Mainstream nutritionists conclude the answer is not all-raw or all-cooked but a combination. “In an ideal world you’re having a mix of both,” Bonci says.

Even those who espouse living foods philosophy agree that it’s not simply a matter of eating vegetables. “The key is not just to say raw food,” says Brian Clement, director of the Hippocrates Health Institute in West Palm Beach, Fla., which continues to follow Wigmore’s teaching. “If you say that to somebody without an education, they could be eating lettuce and apples. You have to be well-balanced.”

Adults who avoid cooked foods and fail to eat nutritionally balanced diets may suffer fatigue, muscle injuries or decreased immune function. Children, who have even greater nutritional needs to spur their growth, can be at even higher risk, as they need high levels of protein to help them grow. They also require vitamin D, found in milk, which is forbidden in a raw-foods diet.

For infants, such a diet is even more ill-advised, the experts say.

“People think this is healthy. No, it’s not healthy, certainly not for infants,” UF’s Bobroff says. “Anyone who tries to feed an infant that’s under 1 year of age any diet meant for an adult is maltreating that infant.” Compounding the challenge, raw foods tend to fill you up quickly, so you may stop eating long before you’ve met your nutritional needs.

“A cup of vegetables may only have 25 calories, but it’s very filling. You can imagine how many cups of vegetables that are raw you would have to eat,” Sass of the American Dietetic Association says, recommending that anyone who chooses a raw-only diet consult a nutritionist. “The total caloric intake could easily become inadequate.”

Then, there’s the simple notion of deprivation. The diet rules out piping hot soup, warm pastas and desserts featuring rivulets of melted chocolate.

Enthusiasts such as Busch, who went raw three years ago, say uncooked does not mean untasty. His deli features pizza made from nuts and flax bread, nori rolls (the seaweed wrappers often used in sushi) and ice cream from frozen bananas.

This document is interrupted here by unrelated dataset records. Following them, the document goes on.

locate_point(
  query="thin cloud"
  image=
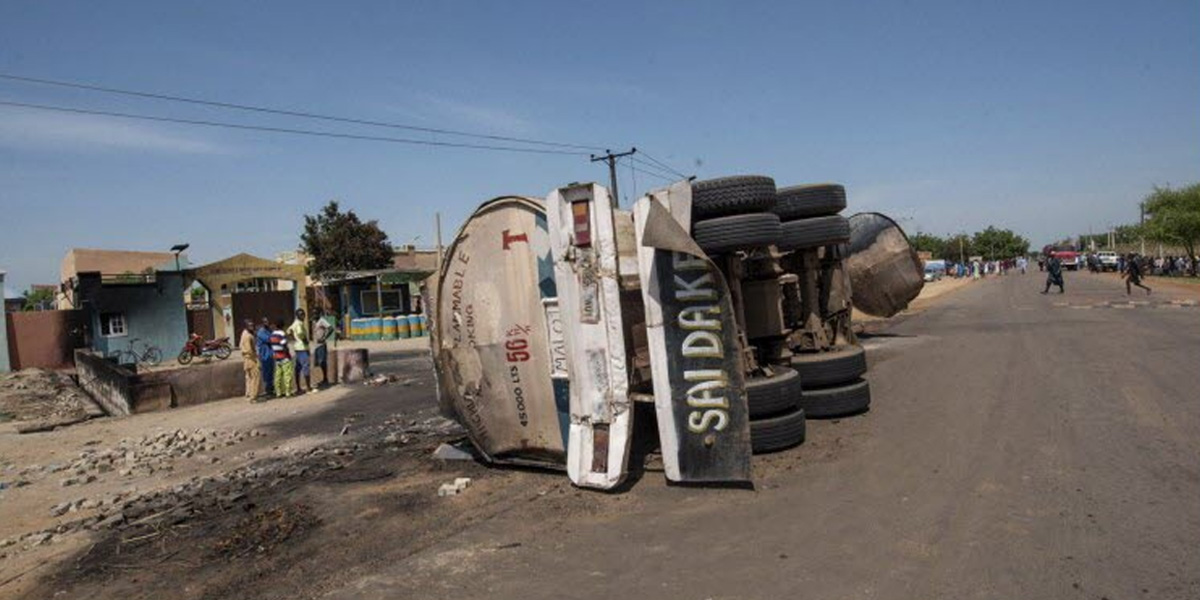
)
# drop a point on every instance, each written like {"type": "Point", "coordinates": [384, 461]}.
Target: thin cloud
{"type": "Point", "coordinates": [31, 129]}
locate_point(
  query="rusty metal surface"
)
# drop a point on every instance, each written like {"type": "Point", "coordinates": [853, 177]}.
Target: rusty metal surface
{"type": "Point", "coordinates": [885, 271]}
{"type": "Point", "coordinates": [495, 345]}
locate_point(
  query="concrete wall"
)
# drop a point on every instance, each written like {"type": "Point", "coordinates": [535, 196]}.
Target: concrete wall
{"type": "Point", "coordinates": [154, 312]}
{"type": "Point", "coordinates": [193, 385]}
{"type": "Point", "coordinates": [108, 384]}
{"type": "Point", "coordinates": [43, 339]}
{"type": "Point", "coordinates": [4, 333]}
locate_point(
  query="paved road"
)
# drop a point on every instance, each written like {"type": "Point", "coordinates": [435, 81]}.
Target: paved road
{"type": "Point", "coordinates": [1020, 445]}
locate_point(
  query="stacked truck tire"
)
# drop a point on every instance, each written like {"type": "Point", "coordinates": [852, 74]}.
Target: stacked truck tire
{"type": "Point", "coordinates": [802, 359]}
{"type": "Point", "coordinates": [832, 371]}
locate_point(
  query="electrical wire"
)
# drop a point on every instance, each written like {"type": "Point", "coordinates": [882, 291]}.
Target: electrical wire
{"type": "Point", "coordinates": [663, 165]}
{"type": "Point", "coordinates": [633, 177]}
{"type": "Point", "coordinates": [288, 113]}
{"type": "Point", "coordinates": [652, 168]}
{"type": "Point", "coordinates": [653, 174]}
{"type": "Point", "coordinates": [294, 131]}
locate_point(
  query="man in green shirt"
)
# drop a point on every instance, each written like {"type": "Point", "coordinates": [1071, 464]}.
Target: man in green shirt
{"type": "Point", "coordinates": [322, 331]}
{"type": "Point", "coordinates": [299, 334]}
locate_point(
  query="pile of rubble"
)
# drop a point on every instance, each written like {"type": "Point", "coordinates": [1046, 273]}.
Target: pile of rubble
{"type": "Point", "coordinates": [143, 456]}
{"type": "Point", "coordinates": [42, 395]}
{"type": "Point", "coordinates": [211, 495]}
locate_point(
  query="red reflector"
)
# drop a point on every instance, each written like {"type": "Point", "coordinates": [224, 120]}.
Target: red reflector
{"type": "Point", "coordinates": [581, 211]}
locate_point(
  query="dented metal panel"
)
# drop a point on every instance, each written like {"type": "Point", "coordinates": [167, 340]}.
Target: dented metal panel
{"type": "Point", "coordinates": [497, 342]}
{"type": "Point", "coordinates": [697, 372]}
{"type": "Point", "coordinates": [583, 245]}
{"type": "Point", "coordinates": [885, 270]}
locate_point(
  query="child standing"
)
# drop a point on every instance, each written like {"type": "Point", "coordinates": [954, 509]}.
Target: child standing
{"type": "Point", "coordinates": [285, 370]}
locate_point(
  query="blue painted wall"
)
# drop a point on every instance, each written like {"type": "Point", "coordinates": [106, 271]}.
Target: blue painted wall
{"type": "Point", "coordinates": [154, 313]}
{"type": "Point", "coordinates": [355, 298]}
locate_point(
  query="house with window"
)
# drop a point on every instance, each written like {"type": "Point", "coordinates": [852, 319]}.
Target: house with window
{"type": "Point", "coordinates": [378, 293]}
{"type": "Point", "coordinates": [130, 300]}
{"type": "Point", "coordinates": [131, 313]}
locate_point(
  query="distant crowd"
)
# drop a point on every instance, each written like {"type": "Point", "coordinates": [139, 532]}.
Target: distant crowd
{"type": "Point", "coordinates": [1163, 267]}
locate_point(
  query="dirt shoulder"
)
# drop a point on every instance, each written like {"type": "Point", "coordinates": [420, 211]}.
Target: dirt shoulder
{"type": "Point", "coordinates": [63, 490]}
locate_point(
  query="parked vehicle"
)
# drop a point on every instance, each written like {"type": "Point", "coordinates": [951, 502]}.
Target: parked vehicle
{"type": "Point", "coordinates": [709, 303]}
{"type": "Point", "coordinates": [1069, 259]}
{"type": "Point", "coordinates": [197, 346]}
{"type": "Point", "coordinates": [1109, 261]}
{"type": "Point", "coordinates": [935, 270]}
{"type": "Point", "coordinates": [147, 355]}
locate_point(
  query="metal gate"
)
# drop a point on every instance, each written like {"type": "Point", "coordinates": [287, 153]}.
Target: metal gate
{"type": "Point", "coordinates": [199, 322]}
{"type": "Point", "coordinates": [276, 306]}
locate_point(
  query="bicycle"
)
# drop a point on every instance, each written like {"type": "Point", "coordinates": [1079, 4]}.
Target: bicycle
{"type": "Point", "coordinates": [149, 355]}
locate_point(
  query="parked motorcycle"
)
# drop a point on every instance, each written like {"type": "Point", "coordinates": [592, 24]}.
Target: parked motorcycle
{"type": "Point", "coordinates": [197, 346]}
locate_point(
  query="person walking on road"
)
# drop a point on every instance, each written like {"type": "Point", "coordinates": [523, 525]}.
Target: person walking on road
{"type": "Point", "coordinates": [1054, 275]}
{"type": "Point", "coordinates": [321, 331]}
{"type": "Point", "coordinates": [285, 370]}
{"type": "Point", "coordinates": [265, 357]}
{"type": "Point", "coordinates": [299, 334]}
{"type": "Point", "coordinates": [250, 364]}
{"type": "Point", "coordinates": [1133, 275]}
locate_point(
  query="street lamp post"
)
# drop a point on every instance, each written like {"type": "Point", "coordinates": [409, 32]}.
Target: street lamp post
{"type": "Point", "coordinates": [177, 249]}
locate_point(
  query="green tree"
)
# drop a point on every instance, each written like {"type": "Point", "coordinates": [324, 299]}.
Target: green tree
{"type": "Point", "coordinates": [1173, 216]}
{"type": "Point", "coordinates": [41, 299]}
{"type": "Point", "coordinates": [927, 243]}
{"type": "Point", "coordinates": [1000, 244]}
{"type": "Point", "coordinates": [957, 249]}
{"type": "Point", "coordinates": [341, 241]}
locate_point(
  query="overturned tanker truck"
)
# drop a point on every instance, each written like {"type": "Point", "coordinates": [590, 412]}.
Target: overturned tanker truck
{"type": "Point", "coordinates": [724, 306]}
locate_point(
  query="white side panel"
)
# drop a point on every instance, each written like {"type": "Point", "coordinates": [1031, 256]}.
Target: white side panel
{"type": "Point", "coordinates": [589, 307]}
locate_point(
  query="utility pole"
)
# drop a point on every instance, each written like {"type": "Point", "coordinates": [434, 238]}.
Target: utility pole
{"type": "Point", "coordinates": [437, 225]}
{"type": "Point", "coordinates": [611, 159]}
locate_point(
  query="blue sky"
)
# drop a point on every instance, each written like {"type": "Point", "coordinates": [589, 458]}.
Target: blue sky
{"type": "Point", "coordinates": [1049, 118]}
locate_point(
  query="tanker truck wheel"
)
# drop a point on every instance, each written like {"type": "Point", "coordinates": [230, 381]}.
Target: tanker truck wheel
{"type": "Point", "coordinates": [809, 201]}
{"type": "Point", "coordinates": [732, 196]}
{"type": "Point", "coordinates": [811, 233]}
{"type": "Point", "coordinates": [838, 401]}
{"type": "Point", "coordinates": [737, 232]}
{"type": "Point", "coordinates": [826, 369]}
{"type": "Point", "coordinates": [773, 395]}
{"type": "Point", "coordinates": [777, 432]}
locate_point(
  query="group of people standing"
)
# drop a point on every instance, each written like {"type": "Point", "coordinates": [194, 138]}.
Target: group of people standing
{"type": "Point", "coordinates": [1132, 268]}
{"type": "Point", "coordinates": [279, 359]}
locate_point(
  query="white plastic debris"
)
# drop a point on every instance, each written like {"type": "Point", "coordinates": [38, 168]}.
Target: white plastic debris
{"type": "Point", "coordinates": [459, 486]}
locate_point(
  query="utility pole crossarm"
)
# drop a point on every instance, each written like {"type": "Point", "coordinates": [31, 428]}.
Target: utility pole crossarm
{"type": "Point", "coordinates": [611, 159]}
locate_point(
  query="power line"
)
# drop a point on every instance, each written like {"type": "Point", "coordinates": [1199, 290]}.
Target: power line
{"type": "Point", "coordinates": [288, 113]}
{"type": "Point", "coordinates": [665, 166]}
{"type": "Point", "coordinates": [294, 131]}
{"type": "Point", "coordinates": [654, 169]}
{"type": "Point", "coordinates": [653, 174]}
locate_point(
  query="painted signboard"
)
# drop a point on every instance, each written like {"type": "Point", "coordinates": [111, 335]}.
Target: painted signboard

At Roxanne’s, the raw-only restaurant in Larkspur, you can order fine wine to accompany your meal of lasagna terrine layered with roma tomato sauce, mushrooms, baby spinach, corn and herbed cashew cheese.

If you do opt for this, the experts say, don’t point to science as your guide.

“Do anything you want,” says chemist Wolke, author of “What Einstein Told His Cook: Kitchen Science Explained.” “That’s your personal choice. Just don’t try to justify it by saying science proves it.”